Tuesday, December 4, 2012

Review of A Few Right Thinking Men by Sulari Gentill (Pantera Press, 2010)

1931 and Australia is in the grip of a depression, with thousands finding it difficult to make ends meet.  Politically, the country is being split between the left and the rise of communism, and the conservative right and the spectre of fascism in the form of the New Guard.  Rowly Sinclair has been bought up as a privileged gentlemen, his family rich from farming and investments, but lives a bohemian lifestyle as an artist, friends with many working class folk.  When his uncle is killed in his own home, the police prove less than useful, suspecting the elderly housekeeper.  Rowly and his friends decide to investigate, much to the chagrin of his elder brother.  Soon they are caught up in the swirl of political rhetoric and running battles between the communists and New Front, Rowly risking his reputation and life to get at the truth and justice. 
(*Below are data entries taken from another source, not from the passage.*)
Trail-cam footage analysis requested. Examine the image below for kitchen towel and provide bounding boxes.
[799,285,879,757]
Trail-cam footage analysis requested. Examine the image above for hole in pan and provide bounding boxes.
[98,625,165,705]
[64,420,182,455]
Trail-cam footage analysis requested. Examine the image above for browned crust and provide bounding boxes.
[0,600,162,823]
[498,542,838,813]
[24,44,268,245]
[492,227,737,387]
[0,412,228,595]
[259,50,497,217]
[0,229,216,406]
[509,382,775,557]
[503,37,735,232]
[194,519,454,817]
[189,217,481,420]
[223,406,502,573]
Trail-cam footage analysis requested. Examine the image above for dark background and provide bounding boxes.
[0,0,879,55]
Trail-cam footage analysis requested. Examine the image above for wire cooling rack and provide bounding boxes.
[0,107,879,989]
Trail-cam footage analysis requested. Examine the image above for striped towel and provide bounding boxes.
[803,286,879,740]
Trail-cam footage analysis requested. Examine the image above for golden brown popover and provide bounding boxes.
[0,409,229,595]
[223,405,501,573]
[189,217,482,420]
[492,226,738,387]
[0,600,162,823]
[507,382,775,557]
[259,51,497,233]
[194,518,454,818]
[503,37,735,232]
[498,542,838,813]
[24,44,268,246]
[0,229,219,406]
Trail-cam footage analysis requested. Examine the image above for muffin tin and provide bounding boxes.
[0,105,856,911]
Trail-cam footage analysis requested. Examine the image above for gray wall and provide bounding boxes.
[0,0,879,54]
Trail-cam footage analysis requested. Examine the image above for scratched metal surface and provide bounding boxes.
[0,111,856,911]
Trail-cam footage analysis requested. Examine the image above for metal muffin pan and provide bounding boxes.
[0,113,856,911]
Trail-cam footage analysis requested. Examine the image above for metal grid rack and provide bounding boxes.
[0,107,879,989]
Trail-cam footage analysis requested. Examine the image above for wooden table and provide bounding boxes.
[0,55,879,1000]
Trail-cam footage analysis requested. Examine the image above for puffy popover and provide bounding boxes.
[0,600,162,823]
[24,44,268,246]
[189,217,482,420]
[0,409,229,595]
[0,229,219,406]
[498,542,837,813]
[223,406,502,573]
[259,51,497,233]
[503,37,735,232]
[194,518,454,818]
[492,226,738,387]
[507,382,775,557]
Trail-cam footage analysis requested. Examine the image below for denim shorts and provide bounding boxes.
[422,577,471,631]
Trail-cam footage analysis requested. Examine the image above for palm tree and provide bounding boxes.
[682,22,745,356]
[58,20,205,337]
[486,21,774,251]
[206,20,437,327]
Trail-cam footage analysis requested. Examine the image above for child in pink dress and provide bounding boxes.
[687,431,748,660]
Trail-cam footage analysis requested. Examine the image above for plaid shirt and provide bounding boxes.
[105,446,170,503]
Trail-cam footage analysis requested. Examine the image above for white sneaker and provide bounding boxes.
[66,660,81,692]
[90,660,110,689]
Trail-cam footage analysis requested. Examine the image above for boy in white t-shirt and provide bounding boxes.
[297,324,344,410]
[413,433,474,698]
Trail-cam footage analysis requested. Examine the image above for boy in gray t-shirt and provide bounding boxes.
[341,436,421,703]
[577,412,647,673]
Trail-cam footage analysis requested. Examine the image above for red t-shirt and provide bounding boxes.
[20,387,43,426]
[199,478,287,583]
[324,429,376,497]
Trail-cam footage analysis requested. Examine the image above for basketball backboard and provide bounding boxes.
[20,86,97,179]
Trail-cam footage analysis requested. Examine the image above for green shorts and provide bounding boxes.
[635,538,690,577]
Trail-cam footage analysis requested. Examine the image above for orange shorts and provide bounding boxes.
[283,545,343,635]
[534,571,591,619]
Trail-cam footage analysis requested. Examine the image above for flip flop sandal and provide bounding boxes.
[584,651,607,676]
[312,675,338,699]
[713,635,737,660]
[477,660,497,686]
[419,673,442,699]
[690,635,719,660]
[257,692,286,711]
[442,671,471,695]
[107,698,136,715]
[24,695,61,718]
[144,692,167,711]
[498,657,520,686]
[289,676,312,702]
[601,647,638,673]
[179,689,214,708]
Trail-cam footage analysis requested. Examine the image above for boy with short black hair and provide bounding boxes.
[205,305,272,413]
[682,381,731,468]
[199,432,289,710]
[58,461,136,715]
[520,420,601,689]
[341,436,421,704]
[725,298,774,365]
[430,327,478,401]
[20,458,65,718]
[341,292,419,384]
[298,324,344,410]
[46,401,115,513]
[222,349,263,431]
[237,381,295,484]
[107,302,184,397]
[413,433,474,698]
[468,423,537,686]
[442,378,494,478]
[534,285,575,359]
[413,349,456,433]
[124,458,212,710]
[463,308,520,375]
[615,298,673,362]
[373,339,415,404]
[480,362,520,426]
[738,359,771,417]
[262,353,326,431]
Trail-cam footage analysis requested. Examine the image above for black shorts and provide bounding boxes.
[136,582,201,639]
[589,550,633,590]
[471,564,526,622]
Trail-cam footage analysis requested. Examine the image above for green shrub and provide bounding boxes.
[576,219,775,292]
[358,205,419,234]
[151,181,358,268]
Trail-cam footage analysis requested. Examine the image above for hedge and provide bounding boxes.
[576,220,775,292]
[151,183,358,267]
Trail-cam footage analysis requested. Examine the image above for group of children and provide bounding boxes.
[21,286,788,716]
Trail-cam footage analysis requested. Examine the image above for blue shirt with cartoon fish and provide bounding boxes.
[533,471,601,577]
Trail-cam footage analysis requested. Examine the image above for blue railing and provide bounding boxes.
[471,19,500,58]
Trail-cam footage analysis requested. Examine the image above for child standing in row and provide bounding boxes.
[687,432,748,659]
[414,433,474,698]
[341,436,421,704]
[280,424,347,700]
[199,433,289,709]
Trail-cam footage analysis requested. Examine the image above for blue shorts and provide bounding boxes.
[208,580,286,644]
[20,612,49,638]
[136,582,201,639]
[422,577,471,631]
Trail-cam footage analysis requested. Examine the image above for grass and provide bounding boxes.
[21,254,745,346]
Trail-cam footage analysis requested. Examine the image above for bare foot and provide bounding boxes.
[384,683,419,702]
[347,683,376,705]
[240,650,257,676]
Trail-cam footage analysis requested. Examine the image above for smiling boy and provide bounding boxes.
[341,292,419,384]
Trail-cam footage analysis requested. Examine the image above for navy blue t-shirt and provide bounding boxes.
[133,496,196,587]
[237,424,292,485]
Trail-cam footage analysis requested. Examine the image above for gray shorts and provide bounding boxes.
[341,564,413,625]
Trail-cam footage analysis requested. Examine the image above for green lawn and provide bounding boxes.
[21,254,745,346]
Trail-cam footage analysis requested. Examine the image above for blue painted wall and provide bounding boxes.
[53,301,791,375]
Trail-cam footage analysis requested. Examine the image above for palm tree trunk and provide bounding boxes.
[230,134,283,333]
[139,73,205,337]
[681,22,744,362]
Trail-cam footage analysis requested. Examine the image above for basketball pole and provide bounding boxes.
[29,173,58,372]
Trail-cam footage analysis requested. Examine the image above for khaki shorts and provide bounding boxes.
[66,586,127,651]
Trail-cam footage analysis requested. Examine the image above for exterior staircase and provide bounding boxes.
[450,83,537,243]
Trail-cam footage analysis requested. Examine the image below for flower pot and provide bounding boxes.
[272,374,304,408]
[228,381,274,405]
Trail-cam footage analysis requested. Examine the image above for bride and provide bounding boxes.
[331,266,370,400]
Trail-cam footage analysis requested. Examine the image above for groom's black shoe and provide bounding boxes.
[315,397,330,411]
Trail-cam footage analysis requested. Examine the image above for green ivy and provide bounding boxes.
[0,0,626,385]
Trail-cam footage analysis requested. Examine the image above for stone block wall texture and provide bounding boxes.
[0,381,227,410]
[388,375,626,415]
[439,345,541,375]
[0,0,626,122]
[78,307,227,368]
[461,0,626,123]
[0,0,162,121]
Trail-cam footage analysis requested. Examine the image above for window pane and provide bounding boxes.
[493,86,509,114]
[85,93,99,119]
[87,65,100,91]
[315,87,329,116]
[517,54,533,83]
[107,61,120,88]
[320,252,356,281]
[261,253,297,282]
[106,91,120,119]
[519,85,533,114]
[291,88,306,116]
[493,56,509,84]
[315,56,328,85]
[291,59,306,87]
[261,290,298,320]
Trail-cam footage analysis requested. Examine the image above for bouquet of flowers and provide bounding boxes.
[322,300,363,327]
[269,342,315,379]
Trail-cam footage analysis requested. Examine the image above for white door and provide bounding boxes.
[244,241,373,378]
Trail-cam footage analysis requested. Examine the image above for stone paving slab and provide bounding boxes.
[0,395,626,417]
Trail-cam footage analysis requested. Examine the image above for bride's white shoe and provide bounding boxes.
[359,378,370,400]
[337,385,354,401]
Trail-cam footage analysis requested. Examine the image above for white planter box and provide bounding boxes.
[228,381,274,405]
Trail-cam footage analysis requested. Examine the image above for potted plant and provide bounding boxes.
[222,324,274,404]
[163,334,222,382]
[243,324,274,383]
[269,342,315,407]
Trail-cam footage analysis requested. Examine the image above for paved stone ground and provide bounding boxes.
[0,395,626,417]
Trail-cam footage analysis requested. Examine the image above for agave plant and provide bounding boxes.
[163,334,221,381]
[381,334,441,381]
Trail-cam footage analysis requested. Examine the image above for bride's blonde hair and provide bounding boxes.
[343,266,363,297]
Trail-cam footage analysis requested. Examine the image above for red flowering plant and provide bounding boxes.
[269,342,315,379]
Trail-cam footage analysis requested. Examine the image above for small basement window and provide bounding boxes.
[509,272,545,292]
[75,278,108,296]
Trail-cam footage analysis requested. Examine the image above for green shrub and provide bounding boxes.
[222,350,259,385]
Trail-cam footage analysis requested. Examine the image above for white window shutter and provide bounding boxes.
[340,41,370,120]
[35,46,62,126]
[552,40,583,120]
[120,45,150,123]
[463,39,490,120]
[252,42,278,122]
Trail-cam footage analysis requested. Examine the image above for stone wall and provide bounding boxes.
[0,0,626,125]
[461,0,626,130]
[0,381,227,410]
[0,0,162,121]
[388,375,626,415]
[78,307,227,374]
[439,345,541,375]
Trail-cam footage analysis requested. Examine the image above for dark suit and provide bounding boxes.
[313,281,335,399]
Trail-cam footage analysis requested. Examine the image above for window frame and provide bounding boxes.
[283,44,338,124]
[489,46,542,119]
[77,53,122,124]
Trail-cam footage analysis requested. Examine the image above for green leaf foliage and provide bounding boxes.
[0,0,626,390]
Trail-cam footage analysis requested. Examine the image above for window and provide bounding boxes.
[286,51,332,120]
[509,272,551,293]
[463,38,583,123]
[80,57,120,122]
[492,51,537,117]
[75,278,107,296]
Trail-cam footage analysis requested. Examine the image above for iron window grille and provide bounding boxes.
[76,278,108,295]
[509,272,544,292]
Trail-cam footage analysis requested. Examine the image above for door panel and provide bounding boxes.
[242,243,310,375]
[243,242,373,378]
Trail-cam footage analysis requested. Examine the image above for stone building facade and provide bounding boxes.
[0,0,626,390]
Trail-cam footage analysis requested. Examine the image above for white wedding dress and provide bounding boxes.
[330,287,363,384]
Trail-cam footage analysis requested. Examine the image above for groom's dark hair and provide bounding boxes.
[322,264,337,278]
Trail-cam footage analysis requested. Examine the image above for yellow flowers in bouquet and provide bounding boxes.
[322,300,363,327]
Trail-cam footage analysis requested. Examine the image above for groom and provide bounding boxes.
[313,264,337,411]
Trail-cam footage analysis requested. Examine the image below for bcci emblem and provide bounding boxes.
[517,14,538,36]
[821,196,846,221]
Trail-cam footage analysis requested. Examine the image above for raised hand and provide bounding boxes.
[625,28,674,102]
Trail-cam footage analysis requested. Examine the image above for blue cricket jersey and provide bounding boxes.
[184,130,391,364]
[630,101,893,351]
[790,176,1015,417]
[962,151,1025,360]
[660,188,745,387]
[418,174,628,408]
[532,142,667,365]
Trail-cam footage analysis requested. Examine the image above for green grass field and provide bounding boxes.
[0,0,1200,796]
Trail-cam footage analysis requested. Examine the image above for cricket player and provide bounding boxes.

I wasn’t really sure about A Few Right Thinking Men for the first 150 pages or so.  Not a whole lot happens except the characters are introduced and the scene set for what follows.  It is only with Rowly’s friends turning up at his brother’s house that the book sparks into life and then it’s a thoroughly enjoyable romp all the way to near the end.  The strength of the story is its characterization, and its sense of place and history.  Rowly and his friends are very engaging, and the other main characters such as his brother, the police and the various political actors are nicely drawn.  Gentill weaves the story around a series of real events and actors, and the reader is dropped into Australia society in the 1930s, and in particular to the brief flirtations with communism and fascism.  The plot was relatively straightforward, the mystery element was a bit of damp squib, and the end just kind of drifted away as a bit of anti-climax and setup for the next instalment.  Nevertheless, for a good chunk of the story I was captivated and I’m looking forward to the next book in the series, A Decline in Prophets.  


Sulari Gentill said...

Dear Rob

I'm glad you managed to get hold of a copy. Thank you so much for taking the time to read and review AFRTM.

Kind regards


Sulari Gentill said...
This comment has been removed by the author.
Rob Kitchin said...

Hi Sulari,

I'm working on getting 'A Decline in Prophets', but it isn't easy to buy your books from Ireland given the rights restrictions. I know someone travelling back for Christmas and she's looking out for a copy for me. Hopefully she'll manage to source it before she leaves. That's also how I managed to get AFRTM - someone travelling back bought a copy over for me a couple of weeks ago,

best wishes,


Sulari Gentill said...

Hello Rob

I'm sorry you had to go to so much trouble...I'm afraid I haven't been picked up by a publisher in the UK as yet. I think all my books are now able to be purchased worldwide as ebooks if that makes it any easier. Hope you enjoy ADIP...it's my husband's favorite of the four.